The Human Immunodeficiency Virus or HIV is a condition, when
untreated, leads to Acquired Immunodeficiency Disease Syndrome or AIDS. As
Benjamin Franklin once said, “An ounce of prevention is worth a pound of cure”.
Once infected by HIV, patients cannot be cured which emphasizes the need for
preventative methods especially with an estimated annual cost per person for
HIV treatment of 23,000$ in 20101. HIV infects the host’s CD4 immune
cells, decreasing their count and thus the patient’s ability to fight other
diseases. A weakened immune system gives rise to opportunistic infections and
cancers that further deteriorate the patient’s quality of life. HIV is
transmitted through certain body fluids such as blood, semen, rectal fluid, and
vaginal fluid.
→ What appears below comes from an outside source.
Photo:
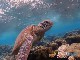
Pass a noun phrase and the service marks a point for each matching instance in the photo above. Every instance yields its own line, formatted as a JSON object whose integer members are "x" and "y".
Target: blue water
{"x": 14, "y": 19}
Hence, needle use and sexual behaviours are common modes of
transmission of the virus.
Despite the fact that condoms are a very
effective method of preventing sexually transmitted diseases, many people
refuse, ignore or forget to wear them. Other prevention methods have already
been developed and studied for safety and efficacy, however the results are
conflicting. Emtricitabine/ Tenofovir disoproxil fumarate is an antiretroviral
combination therapy found to be very effective in preventing HIV transmission in
men who have sex with men and serodiscordant heterosexual couples, both of
which are considered high-risk populations2. Vaginal Tenofovir gel,
on the other hand, was less effective in preventing HIV infection in south
African women in CAPRISA 004 study3. However, all of the
above-mentioned drugs were ineffective in the VOICE study in African women4.
Also, Dapivirine is an investigational drug
being studied for the prevention of HIV-1. It is a potent non-nucleoside
reverse transcriptase inhibitor that blocks the multiplication of the virus and
its spread. One of the dosage forms under study is a silicone elastomer self-inserted
vaginal ring. It works locally and provides a long-term delivery of the drug. A
publication from Baeten et al.5 in the New England Journal of
Medicine describes the effectiveness and safety of the Dapivirine vaginal ring.
Need for Study
Sub-Saharan Africa accounts for over 70% of all new HIV infections
in the world, most of which are women. Although the prevalence of the infection
is higher in older people, young women have higher incidence. In fact, women between
the ages of 15 to 24 are not only at higher risk of HIV than their men peers but
also acquire the infection at earlier stages in life6. However, gender
discrimination in Sub-Saharan Africa hinders young women’s access to antiretroviral
medications due to many factors such as sexual abuse and lack of access to education
and health services. In this region, the main mode of HIV transmission is
through heterosexual sex, hence the need to find an effective preventive product
to be used by African women6.
One of the main drawbacks of tenofovir-based prophylaxis is
non-adherence, specifically in Sub-Saharan African young women4, which
further emphasizes the need to find new methods of prevention for this
population. Intravaginal rings (IVRs) have already been approved for other
conditions and have been correlated with increased adherence due to their
sustained delivery system and therefore higher efficacy and lower resistance. IVRs
may be more desirable than daily pills and thus possibly used more consistently.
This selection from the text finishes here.